Acting on their conscience, a group of actors in support of the ostracized associates, flew to Washington. They did not believe there would be dire consequences for their actions. Instead, they believed that standing up for their fellow artists would hasten the end of the hearings and prevent the possibility of further action to limit free speech in the entertainment industry.

Marsha is one of a handful alive today who were on that Washington-bound plane, and who can attest to what really happened. On June 22, 1950, Marsha was one of the 151 performers listed in Red Channels, a booklet published by the rightwing journal Counterattack.

Marsha was wrongly accused of being a Communist sympathizer for her support of and participation in projects involving persons who were among those called before the House Un-American Activities Committee (HUAC).

However, her career came to a quiet halt. There were no subpoenas, but after 54 films in 17 years, the job offers stopped coming. With no work on the horizon, she took a trip. The focus of Marsha’s life changed after she and her husband Robert went on a trip around the world in 1955.

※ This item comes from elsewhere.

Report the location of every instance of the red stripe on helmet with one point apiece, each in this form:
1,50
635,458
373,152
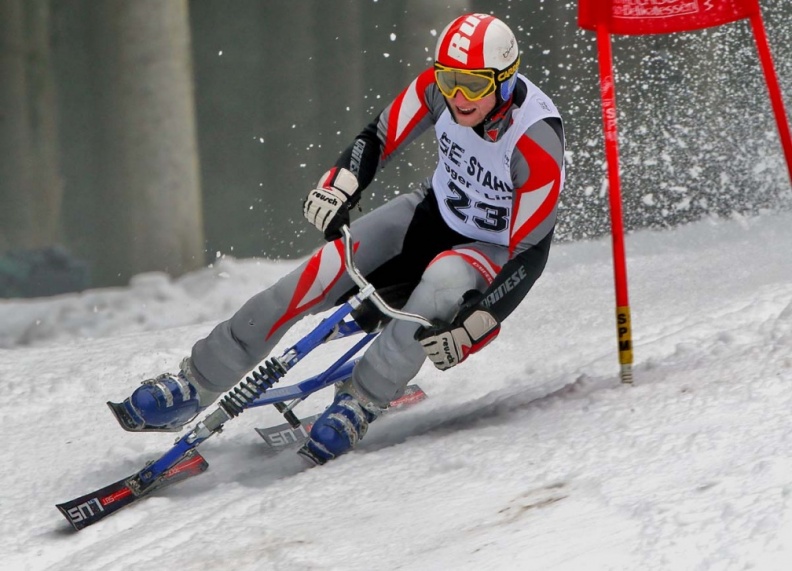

For the first time in her life, she witnessed abject poverty in countries like India and Pakistan. Spending most of her adult life on a sound stage, she had no idea that this kind of poverty and despair was going on in the world.

She came back to the States, vowing to learn all she could about how she could help alleviate the pain and suffering she witnessed. Thus began the education of Marsha Hunt, “planet patriot” and citizen of the world.

Marsha spent 25 years as a board member of the United Nations Association, dealing with their specialized agencies. In 1960, 15 years after the end of World War II, 25 million uprooted people remained stateless, jobless, and homeless. Marsha and Robert researched, wrote, and produced an hourlong documentary named “A Call from the Stars”.

Marsha enlisted 14 of her prominent celebrity friends to appear in the nationally televised special. The special raised awareness and donations for the U.S. Committee for Refugees, on whose board she then served for over 20 years. In the late 1960s, Marsha sat on the board of the American Freedom from Hunger organization. While on the board, she helped to organize the very first walk-a-thon in the United States. It was a 33-mile walk to fight hunger in Fargo, North Dakota.

From 1983 to 2001, Marsha was the honorary mayor of Sherman Oaks. As a founder of the Valley Mayor’s Fund and a board member of the Valley Interfaith Council, she was instrumental in opening a much-needed homeless shelter in North Hollywood and the Woman’s Care Cottage, a center for battered women and children.

Marsha rose above her career turn and with quiet dignity and determination, she spent the next 50-plus years making a difference in the world.

Using Art Linkletter’s words, ‘She is making the best out of the way things turned out!’. Marsha Hunt, a well-loved actress who lit up the screen in such classics as Pride and Prejudice, None Shall Escape, and Raw Deal during Hollywood’s Golden Age. If you are unfamiliar with her work; rent one of the movies or buy her book.